The method is to our taste quite undramatic, but it is explicable enough: it falls in with the tendency of Greek art to finish, not with a climax, but with a lessening of strain.

There is a growth visible in this method of ending. In the earliest group of our extant plays, there is, with the merely apparent exception of the Hippolytus (see p. 270), no deus ex machinâ. From about 420 to 414 the god appears, prophesies, or pronounces judgment, but does not disturb the action; in the 'troubled period' he produces what is technically called a 'peripeteia,' a violent reversal of the course of events.[1] Now, if Pindar had done this, we might have said that his superstition was rather gross, but we could have accepted it. When it is done by a man notorious for his bold religious speculation, a reputed atheist, and no seeker of popularity, then it becomes a problem.

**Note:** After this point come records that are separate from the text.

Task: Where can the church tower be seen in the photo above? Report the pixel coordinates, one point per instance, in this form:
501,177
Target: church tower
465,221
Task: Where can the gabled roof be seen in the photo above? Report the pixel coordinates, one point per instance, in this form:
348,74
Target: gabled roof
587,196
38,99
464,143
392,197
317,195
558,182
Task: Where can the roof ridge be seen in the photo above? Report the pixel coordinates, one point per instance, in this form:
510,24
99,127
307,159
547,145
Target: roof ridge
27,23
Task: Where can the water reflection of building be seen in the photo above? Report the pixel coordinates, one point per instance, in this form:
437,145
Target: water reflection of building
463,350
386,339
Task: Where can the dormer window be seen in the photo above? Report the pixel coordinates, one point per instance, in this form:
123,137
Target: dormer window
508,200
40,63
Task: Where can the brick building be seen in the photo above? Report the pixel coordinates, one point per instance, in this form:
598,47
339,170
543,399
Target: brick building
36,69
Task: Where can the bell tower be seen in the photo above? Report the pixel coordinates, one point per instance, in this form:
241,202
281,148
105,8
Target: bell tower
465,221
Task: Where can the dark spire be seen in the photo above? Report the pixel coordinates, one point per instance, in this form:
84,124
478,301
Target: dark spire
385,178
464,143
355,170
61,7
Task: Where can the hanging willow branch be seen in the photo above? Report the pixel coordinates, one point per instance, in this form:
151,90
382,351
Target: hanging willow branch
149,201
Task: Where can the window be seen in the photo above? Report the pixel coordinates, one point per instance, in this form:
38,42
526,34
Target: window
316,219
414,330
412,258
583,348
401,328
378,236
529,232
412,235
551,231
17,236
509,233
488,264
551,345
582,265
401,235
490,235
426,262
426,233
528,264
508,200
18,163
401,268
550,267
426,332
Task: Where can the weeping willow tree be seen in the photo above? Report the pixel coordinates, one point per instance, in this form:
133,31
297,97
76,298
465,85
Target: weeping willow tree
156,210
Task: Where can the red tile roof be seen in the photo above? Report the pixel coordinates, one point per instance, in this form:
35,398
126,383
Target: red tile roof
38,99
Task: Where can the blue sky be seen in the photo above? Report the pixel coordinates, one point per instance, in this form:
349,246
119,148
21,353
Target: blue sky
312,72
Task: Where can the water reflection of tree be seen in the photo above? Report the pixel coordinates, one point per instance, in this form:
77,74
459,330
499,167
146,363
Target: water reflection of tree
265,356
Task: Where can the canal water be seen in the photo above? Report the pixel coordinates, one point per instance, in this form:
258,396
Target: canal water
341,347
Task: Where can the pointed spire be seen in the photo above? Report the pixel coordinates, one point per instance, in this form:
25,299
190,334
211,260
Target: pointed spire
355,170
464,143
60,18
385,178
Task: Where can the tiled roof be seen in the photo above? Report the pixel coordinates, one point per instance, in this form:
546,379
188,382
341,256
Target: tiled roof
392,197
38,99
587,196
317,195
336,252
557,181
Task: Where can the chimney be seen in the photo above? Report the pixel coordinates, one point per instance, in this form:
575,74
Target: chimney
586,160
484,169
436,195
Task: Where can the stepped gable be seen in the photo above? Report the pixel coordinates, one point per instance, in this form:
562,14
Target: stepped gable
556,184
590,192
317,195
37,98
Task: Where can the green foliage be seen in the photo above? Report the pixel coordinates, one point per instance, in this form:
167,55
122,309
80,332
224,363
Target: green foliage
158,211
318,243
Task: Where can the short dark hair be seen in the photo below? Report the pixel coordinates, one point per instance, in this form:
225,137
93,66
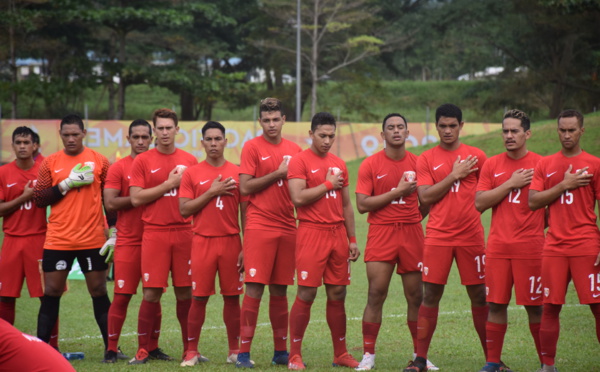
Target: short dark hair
213,125
72,119
138,123
321,118
448,110
572,114
24,132
164,113
391,116
36,137
520,115
270,104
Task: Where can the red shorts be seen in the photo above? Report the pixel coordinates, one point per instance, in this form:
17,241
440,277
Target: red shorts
525,274
127,268
19,259
557,272
269,256
437,262
400,244
216,254
165,250
322,255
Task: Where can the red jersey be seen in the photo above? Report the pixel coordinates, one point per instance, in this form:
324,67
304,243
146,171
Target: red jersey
129,221
310,167
453,220
220,216
379,174
516,231
152,168
270,208
572,222
28,219
77,220
22,352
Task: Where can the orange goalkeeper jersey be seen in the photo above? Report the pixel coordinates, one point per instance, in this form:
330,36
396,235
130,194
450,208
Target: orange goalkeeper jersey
76,221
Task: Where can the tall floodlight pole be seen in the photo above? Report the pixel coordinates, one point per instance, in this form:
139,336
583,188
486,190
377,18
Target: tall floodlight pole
298,80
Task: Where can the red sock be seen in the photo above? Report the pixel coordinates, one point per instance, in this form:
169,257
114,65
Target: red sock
195,322
534,328
54,335
596,311
336,319
153,341
425,328
299,318
183,310
7,311
480,314
370,332
248,318
495,340
549,331
146,318
278,315
412,327
231,318
116,318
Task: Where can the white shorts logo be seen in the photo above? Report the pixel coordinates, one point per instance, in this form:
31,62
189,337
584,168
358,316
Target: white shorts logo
61,265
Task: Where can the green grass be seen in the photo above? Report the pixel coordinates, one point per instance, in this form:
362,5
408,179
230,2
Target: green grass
455,346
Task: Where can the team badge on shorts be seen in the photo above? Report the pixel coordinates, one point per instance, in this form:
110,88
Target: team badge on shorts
61,265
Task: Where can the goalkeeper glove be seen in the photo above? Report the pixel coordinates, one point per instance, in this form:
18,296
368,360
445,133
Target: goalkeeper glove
80,176
108,249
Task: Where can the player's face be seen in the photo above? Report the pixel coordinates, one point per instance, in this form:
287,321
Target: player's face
214,143
139,139
165,131
448,129
322,139
23,147
569,133
72,137
272,122
394,132
513,134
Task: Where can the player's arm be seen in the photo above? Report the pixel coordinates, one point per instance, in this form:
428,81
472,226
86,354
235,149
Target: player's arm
8,207
489,198
370,203
142,196
188,207
431,194
540,199
348,212
301,195
250,184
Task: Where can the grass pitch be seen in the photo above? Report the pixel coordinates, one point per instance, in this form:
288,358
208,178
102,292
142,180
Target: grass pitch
455,345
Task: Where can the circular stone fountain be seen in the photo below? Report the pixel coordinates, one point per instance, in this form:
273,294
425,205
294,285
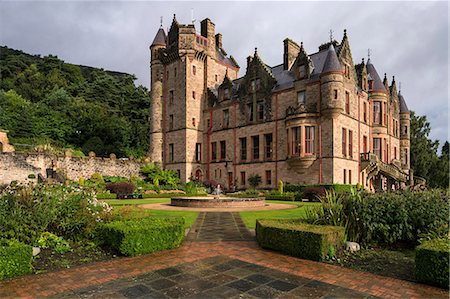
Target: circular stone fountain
217,201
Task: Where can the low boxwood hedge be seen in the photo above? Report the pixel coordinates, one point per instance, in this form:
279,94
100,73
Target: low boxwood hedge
15,258
432,260
290,236
135,237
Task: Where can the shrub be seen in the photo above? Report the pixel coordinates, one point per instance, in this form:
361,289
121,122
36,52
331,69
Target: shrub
298,239
97,178
15,258
313,193
254,180
143,236
121,189
106,195
288,196
432,260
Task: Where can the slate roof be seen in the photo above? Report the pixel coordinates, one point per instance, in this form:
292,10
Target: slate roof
403,107
377,84
160,38
331,63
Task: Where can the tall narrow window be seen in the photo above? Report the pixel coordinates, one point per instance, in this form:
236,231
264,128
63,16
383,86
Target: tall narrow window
268,177
213,151
170,122
377,113
377,147
223,150
350,143
347,102
344,142
243,178
255,141
171,97
268,146
296,141
365,112
243,146
260,111
198,152
171,158
301,97
309,140
226,118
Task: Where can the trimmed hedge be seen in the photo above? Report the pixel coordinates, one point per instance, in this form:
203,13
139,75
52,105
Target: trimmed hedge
312,242
285,196
146,235
432,260
15,258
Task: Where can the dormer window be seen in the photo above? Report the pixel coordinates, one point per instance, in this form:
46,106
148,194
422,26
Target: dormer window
302,72
301,97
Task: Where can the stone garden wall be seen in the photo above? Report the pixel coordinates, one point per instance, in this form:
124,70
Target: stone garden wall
18,166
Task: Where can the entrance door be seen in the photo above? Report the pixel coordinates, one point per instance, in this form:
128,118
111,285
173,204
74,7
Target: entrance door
230,181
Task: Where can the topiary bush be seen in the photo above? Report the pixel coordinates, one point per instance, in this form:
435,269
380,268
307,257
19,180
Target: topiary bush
146,235
432,260
121,189
15,258
313,242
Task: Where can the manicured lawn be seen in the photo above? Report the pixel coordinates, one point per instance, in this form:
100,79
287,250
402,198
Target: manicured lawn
125,202
249,218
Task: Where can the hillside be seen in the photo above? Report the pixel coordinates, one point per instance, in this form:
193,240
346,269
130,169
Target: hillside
44,100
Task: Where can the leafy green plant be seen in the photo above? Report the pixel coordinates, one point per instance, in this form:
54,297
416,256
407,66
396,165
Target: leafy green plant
254,180
49,240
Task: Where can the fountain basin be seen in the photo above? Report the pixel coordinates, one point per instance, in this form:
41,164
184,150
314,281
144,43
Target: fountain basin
214,202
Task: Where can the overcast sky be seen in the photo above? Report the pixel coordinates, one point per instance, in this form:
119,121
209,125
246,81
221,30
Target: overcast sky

Let any one who does not feel the difficulty, read the Orestes. Is it credible that Euripides believed that the story ended or could end as he makes it; that he did not see that his deus makes the whole grand tragedy into nonsense? Dr. Verrall finds the solution of this knot in a bold theory that Euripides, writing habitually as a freethinker, under circumstances in which outspokenness was impossible, deliberately disguised his meaning by adding to his real play a sham prologue and epilogue, suitable for popular consumption, but known by those in the poet's confidence to have no bearing on his real intent. The difficulties in this view are obvious.

  1. (1) No deus ex machinâ: Alcestis (438), Cyclops, Medea (431), Heracleidæ (427), Heracles (422), and Hecuba (424?); also Trôiades (415) and Phœnissæ (410). (2) Deus with mere prophecy or the like: Andromache (424), Supplices (421), Ion, Electra (414?). (3) Deus with 'peripeteia': Iphigenîa in Tauris (413), Helena (412), Orestes (408). Iphigenîa in Aulis and Bacchæ doubtful; probably 'peripeteia' in each.